Introducing Maggie Dove

Welcome to my new blog. Thank you so much for stopping by.

On June 14, my first mystery is to be published by Penguin Random House’s digital Alibi imprint and I’m thrilled. I’ve been reading mysteries since I was a child, and I’m honored to be entering the official mystery writing world.

Let me tell you a bit about my mystery, Maggie Dove, which is being marketed as “a cozy mystery with bite.”

Maggie Dove is a 62-year-old Sunday School teacher who lives in a small village in the Hudson Valley. She loves her village, her church and her friends, but her life has been marked by terrible loss. Two decades ago, her 17-year-old daughter was killed in a car accident and Maggie has been unable to heal. She feels like she’s sleepwalking through her life, and she might have stayed that way except that a new neighbor, Marcus Bender, has moved next door and he’s driving her crazy. Suddenly Maggie’s beginning to feel the stirrings of life, though unfortunately they’re coming in the form of anger.

Marcus Bender wants her to cut down the oak tree on her front lawn. Maggie loves that oak tree. Her father planted it, her daughter played on it. She’s not cutting down the tree. Bender offers her money. She says no. Then, one day, she goes out to look at the tree and finds lye bubbling in its dirt. Marcus Bender is trying to kill her tree. She’s beside herself. Furious, she pounds on his door and tells him that if he sets foot on her lawn again, she’s going to kill him. That night, Maggie feels terrible. What’s happening to her? What sort of person is she turning into? She vows to try and calm down her temper.

The next day she finds Marcus’s dead body under her tree.

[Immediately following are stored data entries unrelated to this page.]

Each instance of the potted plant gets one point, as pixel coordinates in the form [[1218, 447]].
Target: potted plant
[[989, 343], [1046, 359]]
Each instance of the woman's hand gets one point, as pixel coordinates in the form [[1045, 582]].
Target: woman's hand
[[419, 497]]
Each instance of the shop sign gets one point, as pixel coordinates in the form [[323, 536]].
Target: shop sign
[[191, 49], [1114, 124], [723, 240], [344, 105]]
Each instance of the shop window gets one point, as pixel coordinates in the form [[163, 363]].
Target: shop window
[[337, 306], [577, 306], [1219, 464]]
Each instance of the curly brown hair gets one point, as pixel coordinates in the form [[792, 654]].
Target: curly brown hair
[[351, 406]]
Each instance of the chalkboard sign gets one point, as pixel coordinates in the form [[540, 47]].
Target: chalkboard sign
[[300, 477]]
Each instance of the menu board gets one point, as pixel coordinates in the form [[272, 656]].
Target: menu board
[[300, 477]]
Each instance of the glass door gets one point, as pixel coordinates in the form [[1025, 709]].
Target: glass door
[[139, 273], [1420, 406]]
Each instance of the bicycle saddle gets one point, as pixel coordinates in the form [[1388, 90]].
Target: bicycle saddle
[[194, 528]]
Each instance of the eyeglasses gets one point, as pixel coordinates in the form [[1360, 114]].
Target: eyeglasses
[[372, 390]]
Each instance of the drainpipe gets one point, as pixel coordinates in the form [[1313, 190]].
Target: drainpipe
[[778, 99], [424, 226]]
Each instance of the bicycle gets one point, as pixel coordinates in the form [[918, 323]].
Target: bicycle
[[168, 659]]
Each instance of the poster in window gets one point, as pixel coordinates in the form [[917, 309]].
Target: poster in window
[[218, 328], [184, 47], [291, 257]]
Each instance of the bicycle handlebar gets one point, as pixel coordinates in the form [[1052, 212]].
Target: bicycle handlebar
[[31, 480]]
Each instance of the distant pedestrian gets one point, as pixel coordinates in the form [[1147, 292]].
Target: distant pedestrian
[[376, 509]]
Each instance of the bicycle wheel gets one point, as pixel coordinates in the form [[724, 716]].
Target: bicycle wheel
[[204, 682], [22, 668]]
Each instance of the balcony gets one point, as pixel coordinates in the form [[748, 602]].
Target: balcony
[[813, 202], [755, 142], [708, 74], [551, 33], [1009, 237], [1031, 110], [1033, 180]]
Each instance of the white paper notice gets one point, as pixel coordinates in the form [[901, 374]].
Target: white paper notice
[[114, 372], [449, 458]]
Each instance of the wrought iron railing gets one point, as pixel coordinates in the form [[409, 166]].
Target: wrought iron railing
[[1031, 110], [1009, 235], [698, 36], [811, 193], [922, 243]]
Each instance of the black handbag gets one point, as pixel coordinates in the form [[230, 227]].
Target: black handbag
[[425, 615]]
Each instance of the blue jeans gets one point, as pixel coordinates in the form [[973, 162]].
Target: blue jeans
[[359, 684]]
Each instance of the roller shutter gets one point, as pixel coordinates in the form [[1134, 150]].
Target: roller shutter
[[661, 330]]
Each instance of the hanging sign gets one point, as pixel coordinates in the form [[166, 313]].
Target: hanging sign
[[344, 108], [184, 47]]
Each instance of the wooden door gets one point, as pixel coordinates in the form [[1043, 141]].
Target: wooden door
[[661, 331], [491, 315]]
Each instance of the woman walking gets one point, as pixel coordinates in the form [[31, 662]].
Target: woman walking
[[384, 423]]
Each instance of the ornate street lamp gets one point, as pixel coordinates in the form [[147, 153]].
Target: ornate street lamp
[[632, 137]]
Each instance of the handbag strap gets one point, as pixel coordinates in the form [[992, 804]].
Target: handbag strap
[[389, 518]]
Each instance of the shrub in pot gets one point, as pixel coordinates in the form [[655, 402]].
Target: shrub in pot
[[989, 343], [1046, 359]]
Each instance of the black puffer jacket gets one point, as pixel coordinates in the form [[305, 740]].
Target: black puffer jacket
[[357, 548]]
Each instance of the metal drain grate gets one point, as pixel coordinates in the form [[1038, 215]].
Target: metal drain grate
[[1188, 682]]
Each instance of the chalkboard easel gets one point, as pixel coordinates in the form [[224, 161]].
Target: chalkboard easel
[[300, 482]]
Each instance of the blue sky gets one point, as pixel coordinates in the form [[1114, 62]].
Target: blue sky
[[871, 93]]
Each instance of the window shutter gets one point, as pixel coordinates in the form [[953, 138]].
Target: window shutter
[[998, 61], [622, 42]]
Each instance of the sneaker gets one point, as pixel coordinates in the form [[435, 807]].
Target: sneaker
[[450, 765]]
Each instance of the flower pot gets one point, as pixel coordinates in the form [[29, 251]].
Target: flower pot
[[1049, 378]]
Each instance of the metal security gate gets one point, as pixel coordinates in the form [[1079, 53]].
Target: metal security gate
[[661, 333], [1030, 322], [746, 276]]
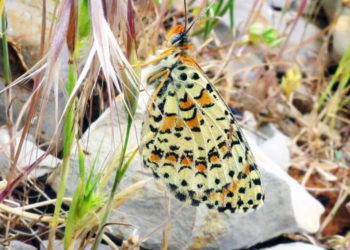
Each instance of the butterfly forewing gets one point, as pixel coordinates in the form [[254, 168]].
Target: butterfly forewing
[[192, 142]]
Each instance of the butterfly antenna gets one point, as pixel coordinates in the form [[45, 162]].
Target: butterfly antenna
[[198, 17]]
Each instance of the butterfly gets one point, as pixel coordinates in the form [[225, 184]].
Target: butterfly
[[190, 138]]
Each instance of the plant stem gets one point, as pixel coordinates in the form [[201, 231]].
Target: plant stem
[[68, 140], [118, 176]]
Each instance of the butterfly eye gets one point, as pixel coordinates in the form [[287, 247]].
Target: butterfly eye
[[176, 38], [179, 39]]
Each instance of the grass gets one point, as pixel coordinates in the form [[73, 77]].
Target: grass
[[103, 46]]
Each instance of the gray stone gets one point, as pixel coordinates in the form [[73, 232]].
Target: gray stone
[[29, 153], [295, 246]]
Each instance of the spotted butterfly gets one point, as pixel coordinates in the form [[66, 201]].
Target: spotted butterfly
[[191, 140]]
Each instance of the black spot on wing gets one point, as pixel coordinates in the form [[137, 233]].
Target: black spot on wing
[[183, 76], [195, 76]]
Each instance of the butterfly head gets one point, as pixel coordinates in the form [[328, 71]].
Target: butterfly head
[[177, 36]]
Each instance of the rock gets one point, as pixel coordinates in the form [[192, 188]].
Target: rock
[[275, 140], [306, 55], [29, 153], [295, 246], [21, 12], [340, 13], [288, 207], [59, 245]]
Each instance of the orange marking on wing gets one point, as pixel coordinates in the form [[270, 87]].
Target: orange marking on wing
[[168, 123], [194, 122], [158, 58], [213, 158], [186, 161], [174, 30], [186, 46], [201, 167], [223, 149], [186, 105], [233, 187], [171, 158], [189, 61], [205, 99], [179, 123], [154, 157], [246, 169]]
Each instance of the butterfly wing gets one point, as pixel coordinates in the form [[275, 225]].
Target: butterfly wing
[[193, 143]]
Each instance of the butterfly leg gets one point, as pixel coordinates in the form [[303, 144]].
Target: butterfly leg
[[164, 75]]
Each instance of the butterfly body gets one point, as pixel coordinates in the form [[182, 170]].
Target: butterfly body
[[190, 139]]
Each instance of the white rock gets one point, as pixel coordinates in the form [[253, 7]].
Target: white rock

No one in her small village of Darby-on-Hudson seriously thinks she commited the crime, but soon a prime suspect emerges and Maggie’s horrified. It’s Peter Nelson, a man who was the worst of her Sunday School students. He’s grown to be a troublesome sort of man, but he was also her late daughter’s fiancé and he’s devoted to Maggie. He takes her to lunch. He visits her, he remembers her daughter’s birthday. She loves Peter Nelson and will do anything in the world to protect him. So Maggie begins investigating the murder.  But as she starts asking questions, she discovers something troubling: many of the people she knows are harboring secrets. Even more troubling is Maggie Dove’s realization that the murderer must be someone she loves.